She conceded many Republicans who oppose Trump are in tough positions. Cheney lamented Trump’s impact on the GOP.
“What happened to the Republican Party around the country, nationwide — I think it’s heartbreaking,” she said. “There are many, many millions of people around this country, some of whom have traditionally been Republicans, some who are independents, but who won’t stand for that.”
“We need two strong parties, where both parties believe in the Constitution,” Cheney added. “Then you can begin debating substance and policy issues. We don’t ever get the chance to have those debates about policy issues if we’re in a situation where you elect somebody at the top of the ticket who’s really dangerous, someone who’s unstable, somebody who said he’s going to terminate the Constitution.”
Many moderates, including those from the era of President George W. Bush, are trying to find a way to stay in the conservative fight.
Stoddard-Hajdu has started a political action committee called Dallas County Republicans United.

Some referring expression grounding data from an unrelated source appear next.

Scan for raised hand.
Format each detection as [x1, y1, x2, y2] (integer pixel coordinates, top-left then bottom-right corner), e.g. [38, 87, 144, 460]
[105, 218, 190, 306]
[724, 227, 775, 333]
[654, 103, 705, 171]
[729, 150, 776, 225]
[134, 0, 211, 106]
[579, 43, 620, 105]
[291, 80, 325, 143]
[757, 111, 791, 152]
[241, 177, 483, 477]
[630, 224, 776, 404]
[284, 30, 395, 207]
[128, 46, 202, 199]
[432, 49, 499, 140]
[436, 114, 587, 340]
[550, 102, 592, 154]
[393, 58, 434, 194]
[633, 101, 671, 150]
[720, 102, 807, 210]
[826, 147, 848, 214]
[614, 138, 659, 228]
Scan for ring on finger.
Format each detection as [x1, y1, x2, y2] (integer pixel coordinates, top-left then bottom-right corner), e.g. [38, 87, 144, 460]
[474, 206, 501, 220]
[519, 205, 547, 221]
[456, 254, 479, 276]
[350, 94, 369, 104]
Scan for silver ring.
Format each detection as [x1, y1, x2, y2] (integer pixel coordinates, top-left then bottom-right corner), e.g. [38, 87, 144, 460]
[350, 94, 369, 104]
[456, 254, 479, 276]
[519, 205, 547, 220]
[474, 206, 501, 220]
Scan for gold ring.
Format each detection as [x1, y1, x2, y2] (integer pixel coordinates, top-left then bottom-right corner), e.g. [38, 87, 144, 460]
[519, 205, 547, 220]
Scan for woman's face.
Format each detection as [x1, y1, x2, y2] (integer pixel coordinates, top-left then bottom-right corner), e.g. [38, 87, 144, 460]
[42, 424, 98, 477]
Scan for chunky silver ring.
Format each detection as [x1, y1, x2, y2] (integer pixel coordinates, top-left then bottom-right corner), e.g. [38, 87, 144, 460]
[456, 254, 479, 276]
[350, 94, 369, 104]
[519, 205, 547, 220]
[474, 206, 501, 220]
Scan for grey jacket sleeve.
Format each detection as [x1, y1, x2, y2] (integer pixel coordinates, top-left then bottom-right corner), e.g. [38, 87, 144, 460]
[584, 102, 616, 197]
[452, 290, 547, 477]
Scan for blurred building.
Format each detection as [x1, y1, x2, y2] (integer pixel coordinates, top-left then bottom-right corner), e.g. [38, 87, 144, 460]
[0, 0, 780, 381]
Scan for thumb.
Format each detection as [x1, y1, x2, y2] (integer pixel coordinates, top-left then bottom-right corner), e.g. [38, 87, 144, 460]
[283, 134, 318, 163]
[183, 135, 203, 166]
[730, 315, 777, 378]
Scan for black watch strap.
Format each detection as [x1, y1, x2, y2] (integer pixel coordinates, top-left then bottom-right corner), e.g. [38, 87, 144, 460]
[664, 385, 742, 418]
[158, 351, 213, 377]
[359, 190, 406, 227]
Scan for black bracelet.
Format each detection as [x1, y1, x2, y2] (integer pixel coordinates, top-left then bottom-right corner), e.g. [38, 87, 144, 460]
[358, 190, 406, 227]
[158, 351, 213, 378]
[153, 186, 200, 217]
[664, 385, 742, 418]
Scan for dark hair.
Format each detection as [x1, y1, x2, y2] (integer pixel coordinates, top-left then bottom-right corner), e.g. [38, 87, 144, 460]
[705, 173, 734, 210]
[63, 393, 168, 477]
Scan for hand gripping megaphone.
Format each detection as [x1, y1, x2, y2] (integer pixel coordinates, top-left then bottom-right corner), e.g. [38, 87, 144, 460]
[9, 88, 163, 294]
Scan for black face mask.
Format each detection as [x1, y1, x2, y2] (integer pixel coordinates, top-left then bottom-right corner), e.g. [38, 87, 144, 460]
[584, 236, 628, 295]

She said the group will, among other things, focus on the May municipal elections in Dallas.
Though these are nonpartisan races, Stoddard-Hajdu hopes to elect conservatives who will do a good job in local government and, perhaps, rise to higher office.
“We have to approach things collectively,” she said. “We have to all start talking together, not only Republicans and Democrats, but Republicans who don’t agree.”
That approach is particularly important in Dallas County, a Democratic Party stronghold, Stoddard-Hajdu said.
“We have to recognize where we are, what the demographic makeup is, and what we can do to change what’s happening today,” she said. “Pushing something too far one way is not the right way.”